Witches, meanwhile, had their own means of defeating their sister’s propensity to escape the clutches of the final judgement. Transmutation was a technique that came into and fell out of favor a millennia prior; turning a rival into your subservient familiar was a poetic end to combat, but fell out of favor when it became apparent that a witch’s soul was too strong to be contained by an animal’s shell. Many a witch found themselves defeated by their own crafty familiars, who used their human-intellect to discover means of casting spells without opposable thumbs.

As dollcraft advanced, some witches took to forced-conversion of their rivals to loyal dolls, keeping their magical potential and making for far more powerful, and far more loyal, familiars. This was more successful than animal familiars, but a doll’s intellect is something still not fully understood by witchkind. A doll would never purposefully betray its Miss, no matter the imprint of the soul it was derived from, but that didn’t stop accidents from occurring.

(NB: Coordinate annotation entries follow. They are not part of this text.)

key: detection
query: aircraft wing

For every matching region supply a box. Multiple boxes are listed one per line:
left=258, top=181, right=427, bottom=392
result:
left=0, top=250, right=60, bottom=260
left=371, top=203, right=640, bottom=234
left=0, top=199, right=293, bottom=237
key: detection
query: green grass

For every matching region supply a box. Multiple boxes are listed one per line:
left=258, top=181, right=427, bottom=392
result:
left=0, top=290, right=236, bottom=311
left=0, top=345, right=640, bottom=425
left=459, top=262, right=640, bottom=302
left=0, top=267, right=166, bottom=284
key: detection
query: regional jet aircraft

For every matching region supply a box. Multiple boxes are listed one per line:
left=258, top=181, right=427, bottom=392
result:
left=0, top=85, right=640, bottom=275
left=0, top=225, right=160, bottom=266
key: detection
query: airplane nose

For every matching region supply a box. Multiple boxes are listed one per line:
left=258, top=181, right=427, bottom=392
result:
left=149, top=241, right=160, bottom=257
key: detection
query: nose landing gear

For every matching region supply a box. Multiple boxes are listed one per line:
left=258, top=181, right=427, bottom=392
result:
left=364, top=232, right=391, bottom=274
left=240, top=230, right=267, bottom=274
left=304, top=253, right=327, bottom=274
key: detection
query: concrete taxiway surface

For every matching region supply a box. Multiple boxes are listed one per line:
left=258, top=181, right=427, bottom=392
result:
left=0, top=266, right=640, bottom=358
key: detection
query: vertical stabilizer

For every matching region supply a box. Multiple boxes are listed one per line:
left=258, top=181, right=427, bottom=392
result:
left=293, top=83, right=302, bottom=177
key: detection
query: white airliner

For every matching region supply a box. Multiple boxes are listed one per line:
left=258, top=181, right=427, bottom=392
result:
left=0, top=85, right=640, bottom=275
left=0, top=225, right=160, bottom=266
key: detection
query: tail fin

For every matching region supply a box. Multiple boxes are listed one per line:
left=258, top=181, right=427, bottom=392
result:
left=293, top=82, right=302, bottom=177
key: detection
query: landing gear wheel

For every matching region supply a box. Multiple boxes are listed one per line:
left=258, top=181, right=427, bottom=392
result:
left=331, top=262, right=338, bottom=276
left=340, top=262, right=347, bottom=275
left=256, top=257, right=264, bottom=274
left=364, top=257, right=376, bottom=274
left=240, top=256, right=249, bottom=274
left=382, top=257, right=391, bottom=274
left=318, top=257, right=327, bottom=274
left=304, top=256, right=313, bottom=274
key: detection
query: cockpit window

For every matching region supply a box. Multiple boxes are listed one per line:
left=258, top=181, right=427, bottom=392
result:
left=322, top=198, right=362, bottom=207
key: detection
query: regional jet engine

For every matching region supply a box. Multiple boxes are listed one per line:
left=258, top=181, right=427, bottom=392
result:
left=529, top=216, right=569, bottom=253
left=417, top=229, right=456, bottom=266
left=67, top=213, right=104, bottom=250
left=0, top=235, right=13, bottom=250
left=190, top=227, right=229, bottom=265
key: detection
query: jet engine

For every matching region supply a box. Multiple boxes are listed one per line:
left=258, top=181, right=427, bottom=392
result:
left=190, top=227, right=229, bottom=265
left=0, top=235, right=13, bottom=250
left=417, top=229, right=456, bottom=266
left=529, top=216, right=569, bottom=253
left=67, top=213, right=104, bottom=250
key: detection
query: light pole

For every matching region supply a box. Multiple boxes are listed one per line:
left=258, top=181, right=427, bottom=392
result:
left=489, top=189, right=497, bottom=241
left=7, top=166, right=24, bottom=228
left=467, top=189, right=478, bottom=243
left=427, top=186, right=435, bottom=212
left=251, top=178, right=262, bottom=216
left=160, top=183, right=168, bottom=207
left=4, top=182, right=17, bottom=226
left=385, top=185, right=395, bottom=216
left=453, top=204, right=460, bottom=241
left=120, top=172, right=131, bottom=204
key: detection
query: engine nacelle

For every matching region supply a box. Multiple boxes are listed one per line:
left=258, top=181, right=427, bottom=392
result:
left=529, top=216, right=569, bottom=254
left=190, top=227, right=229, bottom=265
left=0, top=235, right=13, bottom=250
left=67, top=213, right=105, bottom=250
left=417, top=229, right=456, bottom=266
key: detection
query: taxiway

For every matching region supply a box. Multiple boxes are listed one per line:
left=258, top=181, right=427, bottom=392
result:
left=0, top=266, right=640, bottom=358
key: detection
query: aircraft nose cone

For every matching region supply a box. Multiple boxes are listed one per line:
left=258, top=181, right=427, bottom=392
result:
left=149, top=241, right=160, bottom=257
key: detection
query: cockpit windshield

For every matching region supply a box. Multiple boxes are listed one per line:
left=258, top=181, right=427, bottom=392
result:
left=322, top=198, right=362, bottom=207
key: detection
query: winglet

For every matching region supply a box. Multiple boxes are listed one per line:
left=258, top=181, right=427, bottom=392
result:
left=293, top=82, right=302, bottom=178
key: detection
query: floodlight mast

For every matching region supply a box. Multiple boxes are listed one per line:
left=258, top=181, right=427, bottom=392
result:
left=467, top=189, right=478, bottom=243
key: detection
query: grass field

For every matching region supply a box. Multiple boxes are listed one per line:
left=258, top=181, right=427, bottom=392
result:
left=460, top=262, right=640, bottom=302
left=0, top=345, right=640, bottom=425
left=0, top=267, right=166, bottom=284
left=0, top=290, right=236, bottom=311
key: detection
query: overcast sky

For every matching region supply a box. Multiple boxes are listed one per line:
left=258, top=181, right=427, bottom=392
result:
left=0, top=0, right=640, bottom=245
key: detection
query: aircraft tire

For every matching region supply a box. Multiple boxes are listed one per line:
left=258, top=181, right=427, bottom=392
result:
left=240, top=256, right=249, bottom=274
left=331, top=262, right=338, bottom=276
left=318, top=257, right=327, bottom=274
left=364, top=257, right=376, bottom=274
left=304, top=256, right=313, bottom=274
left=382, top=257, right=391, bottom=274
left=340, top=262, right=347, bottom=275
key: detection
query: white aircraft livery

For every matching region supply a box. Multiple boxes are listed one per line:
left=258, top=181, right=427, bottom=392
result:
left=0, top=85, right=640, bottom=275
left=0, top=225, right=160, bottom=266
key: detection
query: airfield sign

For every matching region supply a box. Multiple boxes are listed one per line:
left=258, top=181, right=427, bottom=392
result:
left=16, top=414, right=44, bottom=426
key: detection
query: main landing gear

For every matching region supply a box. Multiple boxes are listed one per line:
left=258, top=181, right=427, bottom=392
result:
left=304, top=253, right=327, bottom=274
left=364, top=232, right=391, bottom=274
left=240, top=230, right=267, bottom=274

In the digital era, the arms race against death has entered new heights. As humans come ever closer to devising non-magical ways of avoiding their own appointments with the Choir, witches and witchhunters have been forced to adapt to the existence of magitek. Dolls formed out of synthetics, capable of traveling the void autonomously, witches who’ve imbued their magicks into distributed server chains and can reconstitute their soul automatically in the event of corporal dissolution. Witchhunters who now communicate through private forums instead of congregating in keeps of old, storing trapped witch essence on burnt disks and magnetic tape, hiding them in plain sight in vintage stores and stuffy attics.

At least until found, as they always are.